Ilias - Kapitel 64 Annotated

Als er solches vernommen, der Erderschüttrer Poseidon;
Flugs durcheilt' er den Kampf und den klirrenden Sturm der               Geschosse,
320   Hin wo Äneias war, und der hochberühmte Achilleus.
Jenem sogleich nun goß er umschattende Nacht vor die                     Augen,
Peleus' Sohn Achilleus, und selbst die mordende Esche
Zog er zurück aus dem Schilde dem mutigen Held Äneias,
Legte sie dann vor die Füße des Peleionen Achilleus.
325   Doch den Äneias schwang er, empor von der Erd' ihn                           erhebend;
Und weit über die Reihen des Volks, und die Reihen der                     Rosse,
Flog Äneias hinweg, von der Hand des Gottes geschleudert;
Bis er kam an die Grenze des tobenden                                                   Schlachtengetümmels,
Wo der Kaukonen Volk zum Kampf gerüstet einherzog,
330   Jetzo naht' ihm wieder der Erderschüttrer Poseidon;
Und er begann zu jenem, und sprach die geflügelten Worte:

Welch ein Gott, Äneias, gebietet dir, also verblendet
Gegen des Peleus' Sohn zu kämpfen dem Kampf der                           Entscheidung,
Der weit mächtiger ist, und mehr geliebt von den Göttern?
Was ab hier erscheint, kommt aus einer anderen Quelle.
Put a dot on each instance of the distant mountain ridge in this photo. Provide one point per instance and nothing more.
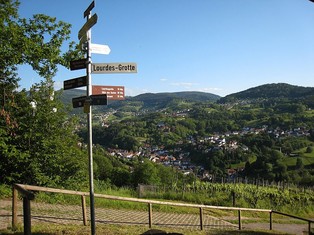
(162, 100)
(149, 100)
(271, 91)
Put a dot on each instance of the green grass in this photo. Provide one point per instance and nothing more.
(51, 229)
335    Künftig weiche zurück, so oft du jenem begegnest;
Daß nicht trotz dem Verhängnis in Aïdes Haus du                               hinabsteigst.
Aber nachdem Achilleus den Tod und das Schicksal erreicht             hat;
Dann getrost fortan in den vordersten Reihen gekämpfet!
Denn kein anderer sonst der Danaer raubt dir die Rüstung.

340        Sprach's, und verließ ihn daselbst, nachdem er ihm alles               verkündigt.
Schnell dem Achilleus anjetzt von den Augen scheucht' er                 des Nebels
Hehre Nacht; und sofort weit schauet' er rings mit den                       Augen.
Tief aufseufzt' er und sprach zu seiner erhabenen Seele:

Weh mir! ein großes Wunder erblick' ich dort mit den                     Augen!
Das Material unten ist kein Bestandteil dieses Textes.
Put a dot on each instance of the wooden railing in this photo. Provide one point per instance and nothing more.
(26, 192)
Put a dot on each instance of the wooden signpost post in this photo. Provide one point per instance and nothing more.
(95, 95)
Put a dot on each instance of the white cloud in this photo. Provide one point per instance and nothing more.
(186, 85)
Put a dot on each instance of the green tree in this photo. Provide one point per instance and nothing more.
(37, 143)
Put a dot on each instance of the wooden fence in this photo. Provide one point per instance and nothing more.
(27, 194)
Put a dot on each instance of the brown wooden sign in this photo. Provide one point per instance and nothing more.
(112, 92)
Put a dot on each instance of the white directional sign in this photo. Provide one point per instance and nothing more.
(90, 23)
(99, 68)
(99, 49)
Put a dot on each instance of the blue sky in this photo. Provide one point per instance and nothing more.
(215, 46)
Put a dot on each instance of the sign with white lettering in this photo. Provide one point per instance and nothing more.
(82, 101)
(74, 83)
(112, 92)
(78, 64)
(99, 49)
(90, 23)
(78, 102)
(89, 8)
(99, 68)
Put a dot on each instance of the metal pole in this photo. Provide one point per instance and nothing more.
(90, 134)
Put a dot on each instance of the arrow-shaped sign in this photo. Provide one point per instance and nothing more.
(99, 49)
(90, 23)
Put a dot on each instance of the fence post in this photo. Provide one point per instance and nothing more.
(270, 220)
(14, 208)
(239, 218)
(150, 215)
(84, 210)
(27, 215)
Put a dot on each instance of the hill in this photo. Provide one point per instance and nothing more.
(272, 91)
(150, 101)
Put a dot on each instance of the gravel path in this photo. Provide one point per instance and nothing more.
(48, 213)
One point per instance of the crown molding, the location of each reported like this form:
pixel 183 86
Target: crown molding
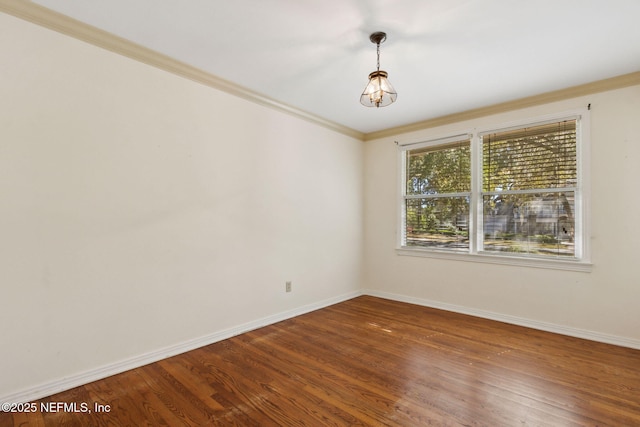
pixel 48 18
pixel 612 83
pixel 63 24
345    Siehe, die Lanze liegt an der Erd' hier; aber der Mann ist
Nirgends, dem ich sie warf, ihn auszutilgen verlangend!
Ei daß auch Äneias geliebt von unsterblichen Göttern
War! doch meint' ich gewiß, er rühme sich nur so vergebens.
Wandr' er dahin! Nie wahrlich mit mir sich annoch zu                         versuchen
350   Waget er, der auch nun zu entfliehn sich freut aus dem                       Tode!
Auf denn, nunmehr anmahnend der Danaer                                           Kriegesgeschwader,
Will ich die anderen Troer im feindlichen Kampfe versuchen!
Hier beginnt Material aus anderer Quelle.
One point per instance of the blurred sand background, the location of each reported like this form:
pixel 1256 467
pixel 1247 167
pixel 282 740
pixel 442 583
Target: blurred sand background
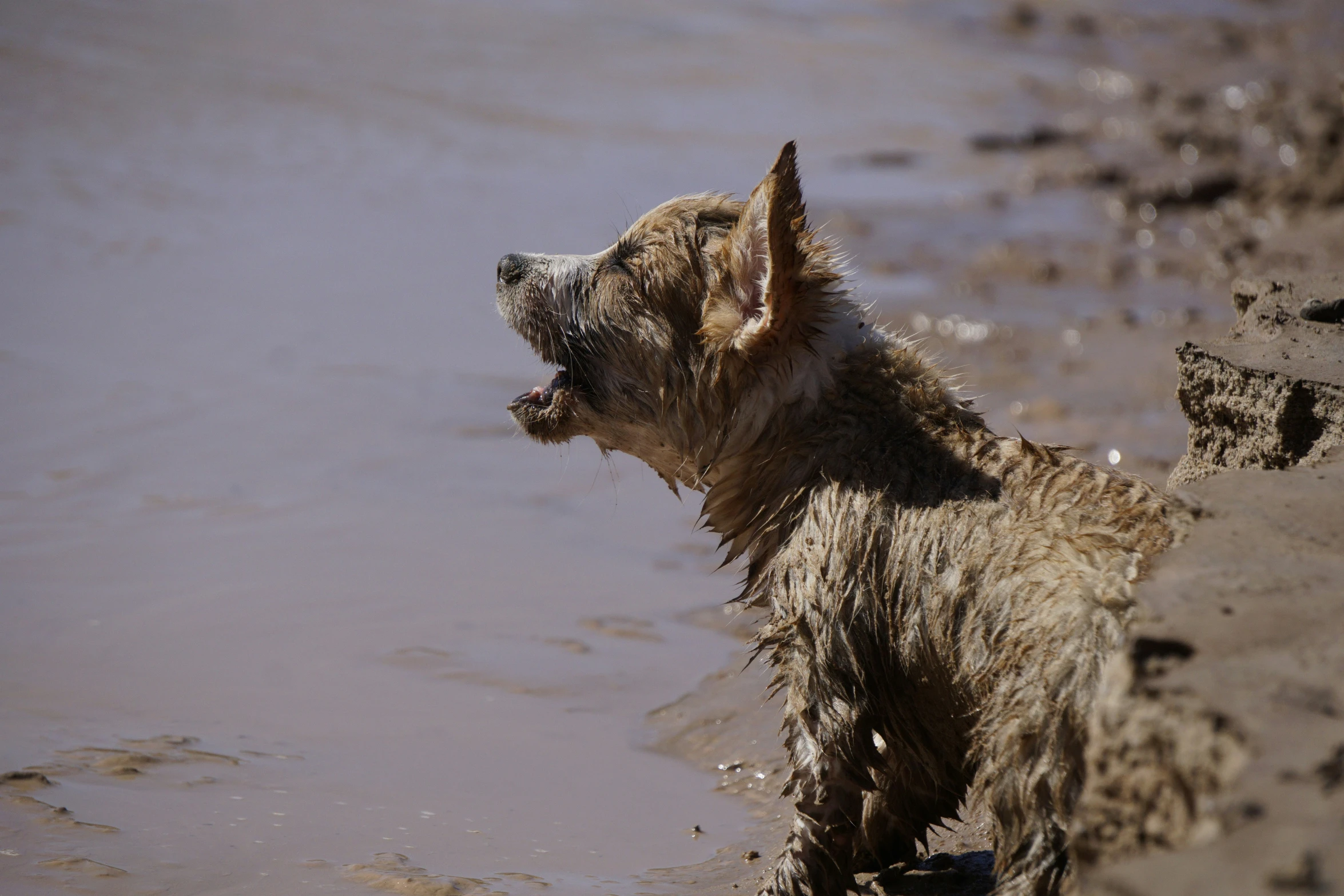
pixel 281 590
Rief's, und sprang in die Reihn, und ermunterte jeglichen               Streiter:
Nicht so fern von den Troern enthaltet euch, edle Achaier;

355   Alle nun, Mann auf Mann, dringt ein, und gedenket des                       Kampfes!
Denn zu schwer wird mir's, wie groß auch meine Gewalt sei,
Solch ein Männergewühl zu umgehn, und mit allen zu                         kämpfen!
Selbst nicht Ares vermöcht' ein Unsterblicher zwar, noch                   Athene,
Solchen Schlund des Gewürgs mit Kriegsarbeit zu                               umwandeln!
360   Aber so viel ich selber vermag an Händen und Schenkeln
Und an Gewalt; nicht mein' ich das mindeste des zu                           versäumen;
Sondern rings durchwandl' ich die Ordnungen; nimmer auch,           hoff' ich
Wird ein Troer sich freun, wer meinem Speere begegnet!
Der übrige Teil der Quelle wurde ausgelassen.